Descobri a minha capacidade de ser artista no mundo, de atuar na sociedade, de criar personagens adequadas a cada situação cotidiana. Foi um ano de felicidades, de paixões literárias, de liberdade incondicional. De Grande sertão: Veredas. De plenitude da alma. Foi nesse ano que reconheci a Mel. A Mel é um ser de luz vindo direto das estrelas pra ajudar na evolução deste planeta, ela se aproximou de mim exatamente por isso. Nossa história é longa, mas se resume em Amor, reconhecimento espiritual e ideológico, reciprocidade, respeito e admiração. A Mel reconheceu em mim a mesma grandeza que eu reconheci nela, a pluralidade do espírito artista, e a mente expandida. Eu poderia enumerar todos os fatores importantes que nos une, mas basta dizer que foi através das fotos de Alice no país das Maravilhas, feitas a convite da Adri em 2010, que nós nos aproximamos. É por isso que a arte é a espinha dorsal da minha vida. Todas as pessoas que eu conheci nestes últimos dez anos da minha vida, foram por causa da arte. Foi também em 2011 que conheci a Isa, outra grande amiga das estrelas, de uma beleza sem igual. Uma alma meiga de bondade celestial, a qual só viria com tudo em 2012 pra ficar eternamente na minha história transcendental.
Foi com essas duas queridas que fiz o ensaio fotográfico mais fodástico de todos os tempos, foi o registro mais querido de um dia inesquecível e inigualável, de luxo, glamour e arte reconhecida. Neste doce novembro selamos nossas vidas para a eternidade.

vozes: Caetano  Veloso, Tom zé, Arnaldo Antunes.

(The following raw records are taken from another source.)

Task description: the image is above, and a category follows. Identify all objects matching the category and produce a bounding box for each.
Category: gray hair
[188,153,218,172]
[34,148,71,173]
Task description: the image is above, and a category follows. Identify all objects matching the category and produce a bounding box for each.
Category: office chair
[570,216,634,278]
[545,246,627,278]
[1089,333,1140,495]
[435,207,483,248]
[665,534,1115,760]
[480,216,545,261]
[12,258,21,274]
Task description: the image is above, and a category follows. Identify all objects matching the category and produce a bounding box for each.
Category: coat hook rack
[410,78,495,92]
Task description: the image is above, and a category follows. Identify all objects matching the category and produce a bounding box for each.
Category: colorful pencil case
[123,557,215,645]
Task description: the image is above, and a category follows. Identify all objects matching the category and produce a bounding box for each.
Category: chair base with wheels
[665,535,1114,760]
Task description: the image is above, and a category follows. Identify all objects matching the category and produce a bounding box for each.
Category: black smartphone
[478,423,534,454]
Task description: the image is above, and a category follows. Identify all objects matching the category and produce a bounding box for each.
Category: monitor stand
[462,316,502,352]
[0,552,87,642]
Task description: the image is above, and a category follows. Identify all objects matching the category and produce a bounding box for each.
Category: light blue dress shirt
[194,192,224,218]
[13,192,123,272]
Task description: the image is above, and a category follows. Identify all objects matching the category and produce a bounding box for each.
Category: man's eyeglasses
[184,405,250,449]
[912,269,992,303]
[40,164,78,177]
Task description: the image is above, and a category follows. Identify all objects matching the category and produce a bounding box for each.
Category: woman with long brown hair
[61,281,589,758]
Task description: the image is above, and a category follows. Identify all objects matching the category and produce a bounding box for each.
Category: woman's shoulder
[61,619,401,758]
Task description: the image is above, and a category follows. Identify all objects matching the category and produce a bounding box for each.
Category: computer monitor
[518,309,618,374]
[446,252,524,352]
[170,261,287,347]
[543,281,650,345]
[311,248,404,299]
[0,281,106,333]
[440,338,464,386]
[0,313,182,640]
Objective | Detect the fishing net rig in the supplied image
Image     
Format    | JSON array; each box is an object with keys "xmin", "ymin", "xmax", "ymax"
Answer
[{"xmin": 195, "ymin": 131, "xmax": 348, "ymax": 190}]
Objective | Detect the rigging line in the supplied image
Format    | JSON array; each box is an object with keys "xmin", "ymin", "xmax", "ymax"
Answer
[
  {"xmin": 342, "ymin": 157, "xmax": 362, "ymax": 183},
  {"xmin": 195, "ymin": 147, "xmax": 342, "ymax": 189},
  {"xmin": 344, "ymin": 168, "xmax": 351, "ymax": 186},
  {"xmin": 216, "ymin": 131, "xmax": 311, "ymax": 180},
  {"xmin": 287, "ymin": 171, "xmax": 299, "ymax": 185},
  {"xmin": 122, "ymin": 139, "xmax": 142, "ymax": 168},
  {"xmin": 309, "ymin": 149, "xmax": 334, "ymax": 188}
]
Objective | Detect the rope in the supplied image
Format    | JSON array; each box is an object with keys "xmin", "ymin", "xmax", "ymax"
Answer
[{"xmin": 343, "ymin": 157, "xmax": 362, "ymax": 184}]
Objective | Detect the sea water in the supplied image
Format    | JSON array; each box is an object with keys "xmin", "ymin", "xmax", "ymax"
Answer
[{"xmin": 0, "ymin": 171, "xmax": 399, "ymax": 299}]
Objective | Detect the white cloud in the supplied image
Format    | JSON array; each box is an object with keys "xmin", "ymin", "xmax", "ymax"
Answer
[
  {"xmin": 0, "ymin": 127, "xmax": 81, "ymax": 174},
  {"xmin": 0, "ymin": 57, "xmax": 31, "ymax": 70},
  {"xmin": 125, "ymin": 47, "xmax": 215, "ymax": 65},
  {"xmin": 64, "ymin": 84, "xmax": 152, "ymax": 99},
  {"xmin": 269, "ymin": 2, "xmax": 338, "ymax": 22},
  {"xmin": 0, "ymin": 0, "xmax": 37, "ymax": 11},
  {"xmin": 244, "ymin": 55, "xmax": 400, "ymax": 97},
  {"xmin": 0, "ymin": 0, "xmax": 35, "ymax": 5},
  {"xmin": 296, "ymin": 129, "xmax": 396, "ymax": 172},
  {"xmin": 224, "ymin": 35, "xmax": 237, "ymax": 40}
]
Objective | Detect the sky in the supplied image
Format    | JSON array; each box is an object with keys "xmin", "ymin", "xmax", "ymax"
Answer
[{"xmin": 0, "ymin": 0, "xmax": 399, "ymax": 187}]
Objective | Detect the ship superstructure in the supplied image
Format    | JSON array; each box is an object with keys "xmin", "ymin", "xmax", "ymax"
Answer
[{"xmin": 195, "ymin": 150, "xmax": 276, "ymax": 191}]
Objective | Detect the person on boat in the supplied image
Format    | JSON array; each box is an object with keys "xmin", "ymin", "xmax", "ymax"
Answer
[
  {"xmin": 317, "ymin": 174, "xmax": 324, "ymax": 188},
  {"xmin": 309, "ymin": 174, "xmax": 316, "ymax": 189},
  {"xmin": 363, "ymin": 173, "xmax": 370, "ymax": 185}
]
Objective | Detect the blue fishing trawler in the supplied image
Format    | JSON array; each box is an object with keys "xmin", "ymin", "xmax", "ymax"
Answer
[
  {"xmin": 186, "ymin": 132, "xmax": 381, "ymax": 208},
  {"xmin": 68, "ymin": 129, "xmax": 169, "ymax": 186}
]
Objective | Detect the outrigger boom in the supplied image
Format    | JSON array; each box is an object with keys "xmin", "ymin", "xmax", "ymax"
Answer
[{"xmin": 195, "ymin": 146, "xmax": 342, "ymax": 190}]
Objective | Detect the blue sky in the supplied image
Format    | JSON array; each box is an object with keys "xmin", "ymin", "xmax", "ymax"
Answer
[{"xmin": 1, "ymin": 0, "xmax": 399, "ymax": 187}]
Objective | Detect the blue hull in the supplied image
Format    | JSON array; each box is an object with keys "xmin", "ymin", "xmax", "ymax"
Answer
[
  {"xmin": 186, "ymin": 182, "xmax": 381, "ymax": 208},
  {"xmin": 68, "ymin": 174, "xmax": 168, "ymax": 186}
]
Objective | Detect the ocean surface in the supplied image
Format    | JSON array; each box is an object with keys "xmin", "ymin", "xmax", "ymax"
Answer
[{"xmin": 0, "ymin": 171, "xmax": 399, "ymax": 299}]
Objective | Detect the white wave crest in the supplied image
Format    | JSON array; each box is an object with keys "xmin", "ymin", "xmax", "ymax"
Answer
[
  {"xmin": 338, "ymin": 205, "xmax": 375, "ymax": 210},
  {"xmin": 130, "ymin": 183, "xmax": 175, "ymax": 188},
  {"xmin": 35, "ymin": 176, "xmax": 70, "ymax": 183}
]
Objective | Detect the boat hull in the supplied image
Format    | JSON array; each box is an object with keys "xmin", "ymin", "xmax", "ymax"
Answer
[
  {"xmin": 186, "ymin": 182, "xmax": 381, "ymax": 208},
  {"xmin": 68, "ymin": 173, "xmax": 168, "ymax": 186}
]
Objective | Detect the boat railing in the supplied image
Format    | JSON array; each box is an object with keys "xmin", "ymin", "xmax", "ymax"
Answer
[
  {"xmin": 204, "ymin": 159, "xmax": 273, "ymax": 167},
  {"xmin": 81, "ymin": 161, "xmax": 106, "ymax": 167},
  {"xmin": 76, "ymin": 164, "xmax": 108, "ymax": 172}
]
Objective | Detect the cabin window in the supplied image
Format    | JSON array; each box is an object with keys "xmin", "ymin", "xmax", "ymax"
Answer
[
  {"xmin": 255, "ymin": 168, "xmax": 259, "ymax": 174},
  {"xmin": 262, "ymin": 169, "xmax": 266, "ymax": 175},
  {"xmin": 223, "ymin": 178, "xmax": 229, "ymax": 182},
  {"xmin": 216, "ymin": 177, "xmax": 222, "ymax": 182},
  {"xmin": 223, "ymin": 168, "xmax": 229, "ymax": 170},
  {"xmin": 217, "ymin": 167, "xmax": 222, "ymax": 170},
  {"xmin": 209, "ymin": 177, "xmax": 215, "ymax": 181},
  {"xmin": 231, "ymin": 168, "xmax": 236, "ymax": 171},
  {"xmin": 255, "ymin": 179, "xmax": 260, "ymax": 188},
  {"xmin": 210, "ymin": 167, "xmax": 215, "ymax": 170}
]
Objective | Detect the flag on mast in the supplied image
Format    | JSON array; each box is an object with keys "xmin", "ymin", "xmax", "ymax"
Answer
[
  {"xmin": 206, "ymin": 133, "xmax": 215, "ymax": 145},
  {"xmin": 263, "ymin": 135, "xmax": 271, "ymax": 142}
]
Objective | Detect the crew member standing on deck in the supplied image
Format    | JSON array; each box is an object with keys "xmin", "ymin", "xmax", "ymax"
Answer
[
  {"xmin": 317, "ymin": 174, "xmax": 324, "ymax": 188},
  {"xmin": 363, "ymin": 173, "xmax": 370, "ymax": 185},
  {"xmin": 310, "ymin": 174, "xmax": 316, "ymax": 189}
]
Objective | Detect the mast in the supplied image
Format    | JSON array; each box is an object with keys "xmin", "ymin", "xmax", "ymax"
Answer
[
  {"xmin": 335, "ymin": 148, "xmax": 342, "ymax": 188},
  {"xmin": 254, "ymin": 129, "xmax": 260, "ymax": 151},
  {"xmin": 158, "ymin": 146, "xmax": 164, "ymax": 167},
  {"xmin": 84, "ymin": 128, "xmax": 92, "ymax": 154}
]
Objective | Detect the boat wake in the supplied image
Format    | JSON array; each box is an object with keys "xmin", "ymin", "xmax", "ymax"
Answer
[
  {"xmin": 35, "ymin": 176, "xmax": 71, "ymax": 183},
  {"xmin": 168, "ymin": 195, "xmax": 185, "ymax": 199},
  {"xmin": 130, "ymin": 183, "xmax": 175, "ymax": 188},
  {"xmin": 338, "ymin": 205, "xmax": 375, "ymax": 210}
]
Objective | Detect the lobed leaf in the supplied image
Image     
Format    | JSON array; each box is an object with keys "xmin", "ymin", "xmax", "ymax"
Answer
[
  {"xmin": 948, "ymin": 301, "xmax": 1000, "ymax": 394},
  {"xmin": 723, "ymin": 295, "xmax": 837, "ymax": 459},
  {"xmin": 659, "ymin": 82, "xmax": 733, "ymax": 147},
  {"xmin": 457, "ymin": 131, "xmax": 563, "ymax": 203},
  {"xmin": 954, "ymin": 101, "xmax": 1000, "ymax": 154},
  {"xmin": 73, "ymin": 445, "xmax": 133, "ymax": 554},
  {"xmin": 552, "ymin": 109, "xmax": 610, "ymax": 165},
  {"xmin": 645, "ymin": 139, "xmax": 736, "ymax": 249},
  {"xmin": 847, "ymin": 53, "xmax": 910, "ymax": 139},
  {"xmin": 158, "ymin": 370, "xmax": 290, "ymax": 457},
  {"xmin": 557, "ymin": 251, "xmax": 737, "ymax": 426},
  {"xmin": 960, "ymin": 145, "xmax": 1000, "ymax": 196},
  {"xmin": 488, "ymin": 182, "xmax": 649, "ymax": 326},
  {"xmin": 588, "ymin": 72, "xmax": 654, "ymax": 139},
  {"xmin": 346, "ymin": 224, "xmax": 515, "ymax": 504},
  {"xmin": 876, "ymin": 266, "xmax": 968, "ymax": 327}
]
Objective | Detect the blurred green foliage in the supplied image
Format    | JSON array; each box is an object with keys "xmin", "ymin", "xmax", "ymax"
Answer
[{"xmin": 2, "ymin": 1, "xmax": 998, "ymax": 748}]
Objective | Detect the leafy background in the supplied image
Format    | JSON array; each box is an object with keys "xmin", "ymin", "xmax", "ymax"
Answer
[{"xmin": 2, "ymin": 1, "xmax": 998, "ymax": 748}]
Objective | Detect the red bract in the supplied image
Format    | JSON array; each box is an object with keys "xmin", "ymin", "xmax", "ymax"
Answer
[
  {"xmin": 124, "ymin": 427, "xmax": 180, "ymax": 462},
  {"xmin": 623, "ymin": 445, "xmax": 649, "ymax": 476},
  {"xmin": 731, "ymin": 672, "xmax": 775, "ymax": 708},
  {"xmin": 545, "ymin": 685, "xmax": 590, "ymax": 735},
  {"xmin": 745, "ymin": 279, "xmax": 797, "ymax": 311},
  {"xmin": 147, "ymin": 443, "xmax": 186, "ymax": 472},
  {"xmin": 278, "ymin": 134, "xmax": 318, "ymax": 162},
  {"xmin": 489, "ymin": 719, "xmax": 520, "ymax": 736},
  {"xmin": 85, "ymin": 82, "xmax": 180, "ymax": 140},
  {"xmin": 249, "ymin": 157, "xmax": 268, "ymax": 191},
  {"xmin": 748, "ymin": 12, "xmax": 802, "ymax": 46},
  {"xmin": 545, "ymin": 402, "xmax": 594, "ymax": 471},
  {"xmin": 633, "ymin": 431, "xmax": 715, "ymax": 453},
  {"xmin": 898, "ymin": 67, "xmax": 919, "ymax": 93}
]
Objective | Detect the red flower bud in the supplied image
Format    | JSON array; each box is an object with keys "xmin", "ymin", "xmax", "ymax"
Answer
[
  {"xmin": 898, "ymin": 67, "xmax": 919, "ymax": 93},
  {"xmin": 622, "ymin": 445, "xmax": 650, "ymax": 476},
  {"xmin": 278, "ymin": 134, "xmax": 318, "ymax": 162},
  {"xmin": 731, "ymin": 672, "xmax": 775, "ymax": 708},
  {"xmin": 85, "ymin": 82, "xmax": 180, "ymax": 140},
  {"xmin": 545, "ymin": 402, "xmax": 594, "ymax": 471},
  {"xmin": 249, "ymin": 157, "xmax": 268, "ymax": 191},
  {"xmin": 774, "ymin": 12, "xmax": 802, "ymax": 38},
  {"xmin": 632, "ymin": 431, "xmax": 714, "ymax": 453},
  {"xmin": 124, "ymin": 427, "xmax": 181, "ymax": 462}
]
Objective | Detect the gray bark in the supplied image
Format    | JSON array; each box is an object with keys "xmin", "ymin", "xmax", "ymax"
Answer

2012. Esse ano começou esquisito.
Mas havia a oficina de música, e meu desejo de beber de tudo o que a cidade podia me oferecer e me alterar. Conheci a Alice Ruiz pessoalmente, que Mulher, que Artista.
Comecei a andar sozinha pelos museus, e eventos quase nunca frequentados durante os dias da semana. Já havia estabelecido os lugares que gostava de frequentar, o fingen, o mafalda, um café perto de casa, e a videolocadora. Me descobri cinéfila, e a toca dos cinéfilos. Ano em que a Universidade perdeu seu brilho, as aulas de literatura se tornaram repetitivas, as teorias não evoluiam, enquanto meu pensamento voava, tudo o que deglutira até agora do mundo das artes, estava sendo digerido à pleno vapor. Mas foi o ano em que conheci Saramago, e foi o meu maior amor em prosa literária. Agora eu tinha dois guias, um português e outro brasileiro, Guimarães Rosa e José Saramago se tornaram meus mestres, assim como ao final deste ano Drummond e Pessoa serias meus mestres na vida e na poesia. Então, pode-se dizer que 2012, foi o fim de um ciclo pra mim, e o começo de outro. Foi um ano de estabelecimentos, de fin de époque. Minha inserção ao idioma francês depois de conhecer François Truffaut e a nouvelle vague, e a total identificação com a arte francesa. Tenho completo amor ao estudo de um novo idioma, emergir na cultura, na filosofia de vida, e descobrir que a língua é mais do que a forma como um ser se comunica ao outro, a língua é a forma como um povo vive a sua filosofia de vida. Nesse ano descobri novos amores literários, linguísticos, cinematográficos, musicais. Hoje olhando para este ano, vejo que os meus gostos foram estabelecidos exatamente neste ano, meus ídolos desde então foram imutáveis.
Em 2012 houve uma das greves mais longas na UFPR, duraram quatro longos meses. Então eu tive tempo de sentir muita coisa, conhecer tantas outras, e passar o inverno embaixo das cobertas, ouvindo Elis Regina no vinil, Caetano, Milton, Macalé. Assistindo todos os filmes do telecine cult e tomando capuccino três corações.
2012 foi um bicho de sete cabeças, de turbilhões de emoções. Setembro quando voltaram as aulas conheci Fernando Pessoa de verdade. E nesse setembro tudo estava pesado, meu espírito sentia mudanças, assim como o Arnoldo. Estávamos sentindo uma dor que não era nossa. Então pela primeira vez o poema do Drummond fez sentido pra mim. Sentimento do mundo. Era isso, aquela dor não era nossa, mas sentíamos todo o peso dela, e durante uma aula com a professora Patrícia, em que ela lia um poema do heterônimo do Fernando Pessoa, Alberto Caeiro do livro "O guardador de rebanhos", aquele poema que eu acompanhava com os olhos em lágrimas, com a cabeça baixa para que ninguém percebesse as lágrimas que escorriam em mim, foi quando eu levantei a cabeça e vi que a professora também chorava com o mesmo sentimento que eu. Naquele poema eu fui capaz de renascer, de redescobrir o Jesus, e foi ali, que minha espiritualidade reacendeu dentro de mim. Meu espírito acordou.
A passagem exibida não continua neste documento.